Last week, a coalition of six student organizations produced a document called “Taking Action on Sexual Assault.” The coalition included an extremist group whose title claims 25 percent of UVA female students will be victims of sexual assault while in Charlottesville. But it also contained the organization representing the UVA Class of 2018, the university’s umbrella fraternity group, and the UVA Student Council.
The students’ recommendations were extraordinary. The most eye-popping came in a call for UVA to use its influence with the General Assembly to change Virginia law, and make all rape trials in the state secret (on grounds that the “painstaking public nature of trials” discourages victims from reporting crimes). The students seemed unaware—or indifferent to—the fact that secret trials are anathema to the U.S. legal tradition, or that open trials afford a critical protection to the wrongly accused.
But the rights of the accused aren’t a concern to the UVA student organizations. The students also urge the school to violate Title IX, and establish a right to counsel for student accusers, but not for the accused. (Even the current OCR has mandated that accused students have the same nominal rights as accusers.) The document refers to the accusers as “survivors,” apparently under the belief that any female student who claims to have been assaulted was, automatically, a victim of a sexual assault. Under this definition, the lacrosse case accuser Crystal Mangum was actually a “survivor.”
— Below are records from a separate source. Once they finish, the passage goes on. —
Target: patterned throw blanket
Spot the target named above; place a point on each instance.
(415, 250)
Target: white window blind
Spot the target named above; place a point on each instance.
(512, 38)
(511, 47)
The student coalition doesn’t ignore curricular matters. They demand that UVA require all undergraduates to take a course in “women and gender studies.” This approach would, of course, also result in a substantial hiring boost for a field that often struggles to attract substantial enrollments otherwise. UVA’s current women’s and gender studies program has 12 faculty, seven of whom are full-time; adoption of this requirement would ensure a department at least four or five times as large. A comparable curricular proposal was floated by a group of far-left faculty after the lacrosse case—and was seen as a non-starter even at Duke.
A handful of the coalition’s proposals, such as a call for UVA to do more to encourage social events without alcohol, are reasonable ideas—though for a generation, we’ve seen such hopes, and no university has successfully eliminated the alcohol-social life connection without adopting no-alcohol policies such as BYU’s. (The student groups don’t make this recommendation, apparently because their members don’t want to give up their ability to consume alcohol themselves.) As part of a call for a new campus social life, the coalition describes Block Party “as one of the most dangerous nights of the year.” Perhaps it is. But isn’t the student coalition under some obligation to provide crime data for such an assertion?
Maybe not, since it seems that regarding sexual assault and the University of Virginia, facts are optional.